BRYAN Volunteers are needed for a cancer research study, and your participation could help to save lives.
Kristine Donatello knows all too well the importance of cancer research studies. At 24 years old, she'd just given birth to her third child and would soon find out she had colon cancer.
"It felt like the rug had been pulled out from under me," Donatello said. "I was angry, because my little boy was in the hospital and I thought there was no way that boy will know how much I love him."
Along with aggressive teatment, Donatello took part in a study. As a result of that study, she found out she had Lynch Syndrome.
"They said your children have a fifty fifty chance of getting this. Each of them," said Donatello.
Doctors soon found out all three children had the same gene. Now, every year, they're tested for cancer. Donatello said her participation in the study saved the lives of her children.
"When I said okay, I thought this is never going to help me. It's too late," Donatello said. "And now it turned back to help the most precious people in my life."
The American Cancer Society wants to continue the trend.

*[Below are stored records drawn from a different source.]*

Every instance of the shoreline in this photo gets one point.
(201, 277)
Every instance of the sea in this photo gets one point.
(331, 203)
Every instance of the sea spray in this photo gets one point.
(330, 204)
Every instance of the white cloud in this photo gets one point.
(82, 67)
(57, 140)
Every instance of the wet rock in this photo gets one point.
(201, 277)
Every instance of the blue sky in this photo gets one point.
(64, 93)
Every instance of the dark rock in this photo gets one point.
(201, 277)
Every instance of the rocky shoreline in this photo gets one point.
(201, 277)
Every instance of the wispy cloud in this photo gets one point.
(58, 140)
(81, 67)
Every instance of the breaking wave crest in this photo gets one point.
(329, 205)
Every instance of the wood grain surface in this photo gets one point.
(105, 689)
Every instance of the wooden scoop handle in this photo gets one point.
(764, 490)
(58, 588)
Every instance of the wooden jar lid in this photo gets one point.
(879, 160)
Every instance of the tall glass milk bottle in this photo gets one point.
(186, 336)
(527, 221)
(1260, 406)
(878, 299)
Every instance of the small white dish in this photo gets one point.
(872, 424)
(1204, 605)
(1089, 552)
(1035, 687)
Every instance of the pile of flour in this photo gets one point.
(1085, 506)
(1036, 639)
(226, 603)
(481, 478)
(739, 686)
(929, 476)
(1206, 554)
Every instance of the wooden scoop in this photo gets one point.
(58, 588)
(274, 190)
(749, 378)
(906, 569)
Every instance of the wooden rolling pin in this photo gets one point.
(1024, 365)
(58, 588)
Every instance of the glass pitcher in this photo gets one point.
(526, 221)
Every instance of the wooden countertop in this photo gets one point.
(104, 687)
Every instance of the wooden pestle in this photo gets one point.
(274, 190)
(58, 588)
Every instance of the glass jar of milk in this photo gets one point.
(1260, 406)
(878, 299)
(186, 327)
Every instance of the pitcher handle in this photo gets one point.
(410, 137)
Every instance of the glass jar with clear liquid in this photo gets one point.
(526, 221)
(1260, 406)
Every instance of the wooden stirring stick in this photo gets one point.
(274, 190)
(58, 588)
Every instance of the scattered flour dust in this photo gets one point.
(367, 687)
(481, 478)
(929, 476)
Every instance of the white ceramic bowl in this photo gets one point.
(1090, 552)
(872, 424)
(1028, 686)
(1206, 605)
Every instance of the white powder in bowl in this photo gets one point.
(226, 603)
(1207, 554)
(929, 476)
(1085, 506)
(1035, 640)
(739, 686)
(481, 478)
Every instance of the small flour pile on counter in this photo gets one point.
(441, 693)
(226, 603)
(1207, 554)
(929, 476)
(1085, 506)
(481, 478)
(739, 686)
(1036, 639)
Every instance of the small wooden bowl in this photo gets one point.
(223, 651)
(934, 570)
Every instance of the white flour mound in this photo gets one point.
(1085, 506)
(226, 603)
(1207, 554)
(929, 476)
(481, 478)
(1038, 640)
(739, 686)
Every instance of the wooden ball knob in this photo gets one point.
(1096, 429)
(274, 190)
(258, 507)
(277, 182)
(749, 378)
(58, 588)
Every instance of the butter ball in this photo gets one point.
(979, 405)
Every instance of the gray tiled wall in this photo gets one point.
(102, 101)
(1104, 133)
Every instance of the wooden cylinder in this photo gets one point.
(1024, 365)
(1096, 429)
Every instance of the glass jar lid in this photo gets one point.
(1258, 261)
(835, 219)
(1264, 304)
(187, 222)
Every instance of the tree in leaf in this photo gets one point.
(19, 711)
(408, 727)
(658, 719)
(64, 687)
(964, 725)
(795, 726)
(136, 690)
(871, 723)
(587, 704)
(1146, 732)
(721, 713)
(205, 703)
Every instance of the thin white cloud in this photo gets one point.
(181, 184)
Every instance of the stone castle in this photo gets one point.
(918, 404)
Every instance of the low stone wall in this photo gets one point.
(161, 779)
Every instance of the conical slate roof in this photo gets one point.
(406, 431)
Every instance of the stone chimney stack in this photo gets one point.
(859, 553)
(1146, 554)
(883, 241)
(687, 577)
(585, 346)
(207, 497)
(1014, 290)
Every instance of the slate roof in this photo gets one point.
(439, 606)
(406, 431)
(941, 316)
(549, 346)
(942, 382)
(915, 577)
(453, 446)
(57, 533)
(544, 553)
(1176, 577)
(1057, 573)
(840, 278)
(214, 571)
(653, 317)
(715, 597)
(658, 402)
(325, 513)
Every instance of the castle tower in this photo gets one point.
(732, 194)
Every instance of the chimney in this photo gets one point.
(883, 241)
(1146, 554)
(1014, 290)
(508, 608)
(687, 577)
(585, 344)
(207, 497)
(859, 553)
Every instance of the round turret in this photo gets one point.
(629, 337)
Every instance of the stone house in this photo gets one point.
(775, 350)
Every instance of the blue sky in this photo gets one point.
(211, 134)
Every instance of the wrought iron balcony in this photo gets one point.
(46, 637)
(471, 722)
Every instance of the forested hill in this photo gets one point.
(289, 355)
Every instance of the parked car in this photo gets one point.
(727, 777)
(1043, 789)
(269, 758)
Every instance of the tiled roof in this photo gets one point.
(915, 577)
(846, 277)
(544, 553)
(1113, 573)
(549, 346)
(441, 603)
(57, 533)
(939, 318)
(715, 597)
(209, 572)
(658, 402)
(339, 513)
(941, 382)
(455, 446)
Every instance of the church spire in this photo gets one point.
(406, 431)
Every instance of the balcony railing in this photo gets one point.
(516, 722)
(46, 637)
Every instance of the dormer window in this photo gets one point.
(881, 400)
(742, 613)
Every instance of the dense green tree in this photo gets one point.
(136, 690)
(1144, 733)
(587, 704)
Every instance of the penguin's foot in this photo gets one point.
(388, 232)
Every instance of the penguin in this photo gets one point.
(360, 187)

In a national survey, they're looking for men and women from the ages of 30 to 65.
"We're looking for lifestyle, genetic and environmental factors that may cause or prevent cancer. So looking at a broad range of things, hoping to get more understanding through the study," said Stephanie Chesson with the American Cancer Society in Bryan.
Chesson said signing up is easy. All you have to do is sign up at cancerstudytx.org. Then volunteers will get a waist measurement, a one time blood draw and will be asked to answer a few questions.
"It's a minimal commitment, but it's a long term commitment" said Chesson. "We're going to be following these people 20 to 30 years.
Chesson said participation in the study could help to save lives.
First enrollment begins in September at Scott and White. The second is scheduled for October at St. Joseph's Hospital.